Эти дни для Максима были полны неопределенности. Он ездил к Нечаевым, но бывал с Лидией недолго. Михаил Платонович встречал его по-прежнему сухо и, как казалось Максиму, даже враждебно, а Серафима Ивановна – смущенно и растерянно. Ни Лидия, ни Максим не заговаривали больше о свадьбе. Лидия выглядела необычайно сосредоточенной и грустной. Она о чем-то раздумывала и, видимо, колебалась… А Максим решил не ронять больше своей гордости и терпеливо выжидал. Он даже перестал днем бывать у Лидии, а с утра уезжал то к Стрепетовым, то к Бесхлебнову, то к Саше. Купленные Галей цветы к торжественному акту регистрации увяли, потом засохли.
– Что там у вас происходит? – с возмущением спрашивала Галя, встречая Максима, – На неделе семь пятниц… То вы решаете, то опять откладываете… Что вы за люди? Никак не договоритесь…
– У меня отец нездоров, – хмурясь, отвечал Максим и старался не упоминать о женитьбе.
Он начинал понимать, что еще какие-то причины усилили настороженность к нему родителей Лидии и вызвали новый прилив сдержанности их, а временами даже отчужденности. Но какие это были причины, он еще не знал… По городу ползли слухи о крупных злоупотреблениях в торговой сети, которой ведал Страхов, и, как часто бывает, рядом с фамилиями жуликов назывались и имена честных людей. Так, наряду с упоминанием о Германе Августовиче Бражинском и его шайке стали называть и фамилию Гордея Петровича. Слухи о растрате, по-видимому, дошли и до Нечаевых.

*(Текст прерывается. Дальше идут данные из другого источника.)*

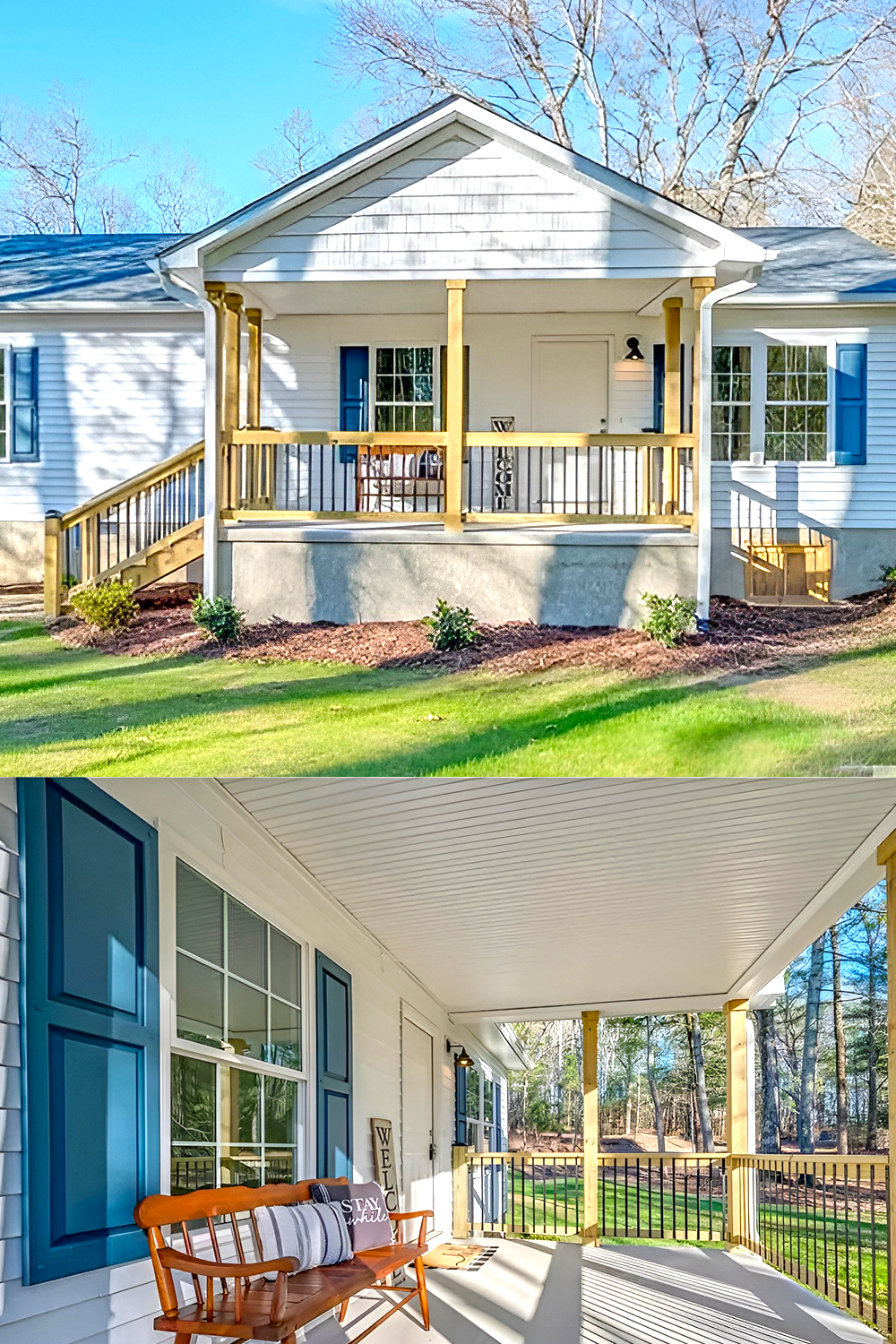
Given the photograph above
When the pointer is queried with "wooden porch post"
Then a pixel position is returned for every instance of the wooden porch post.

Как-то поздним вечером, собираясь ложиться спать и уже раздевшись, Максим услыхал в прихожей истерически-жалобный женский голос и грубовато-отрывистый бас отца.
Неизвестная женщина, очевидно, о чем-то просила, а отец отвечал своими, как обычно, короткими (будто поленья колуном рубил), убийственно-тяжелыми фразами, какие он мог произносить только в сильном гневе.
Услышав, как отец повторил несколько раз: «Уходите вон!», Максим, толкаемый любопытством, на цыпочках подошел к двери, приоткрыл ее. И в тот же миг раздался громкий, неузнаваемо резкий голос отца:
– Убирайтесь! Иначе я вызову кого надо и засвидетельствую;., что вы предлагаете взятку… Слышите?
– Боже мой! Боже мой! – басовитым, подвывающим голосом запричитала женщина. – Гордей Петрович, ведь Герман Августович делал для вас столько добра. Вы не раз пользовались его услугами….
Голос Страхова:
– Какими услугами? Вы еще вздумаете утверждать, что я помогал вашему мужу воровать?
– Умоляю вас… Гордей Петрович, пощадите его… – Женщина зарыдала. – Ведь не один он… Пожалейте хотя бы моего сына! От вас зависит… Только вы сможете спасти Германа Августовича!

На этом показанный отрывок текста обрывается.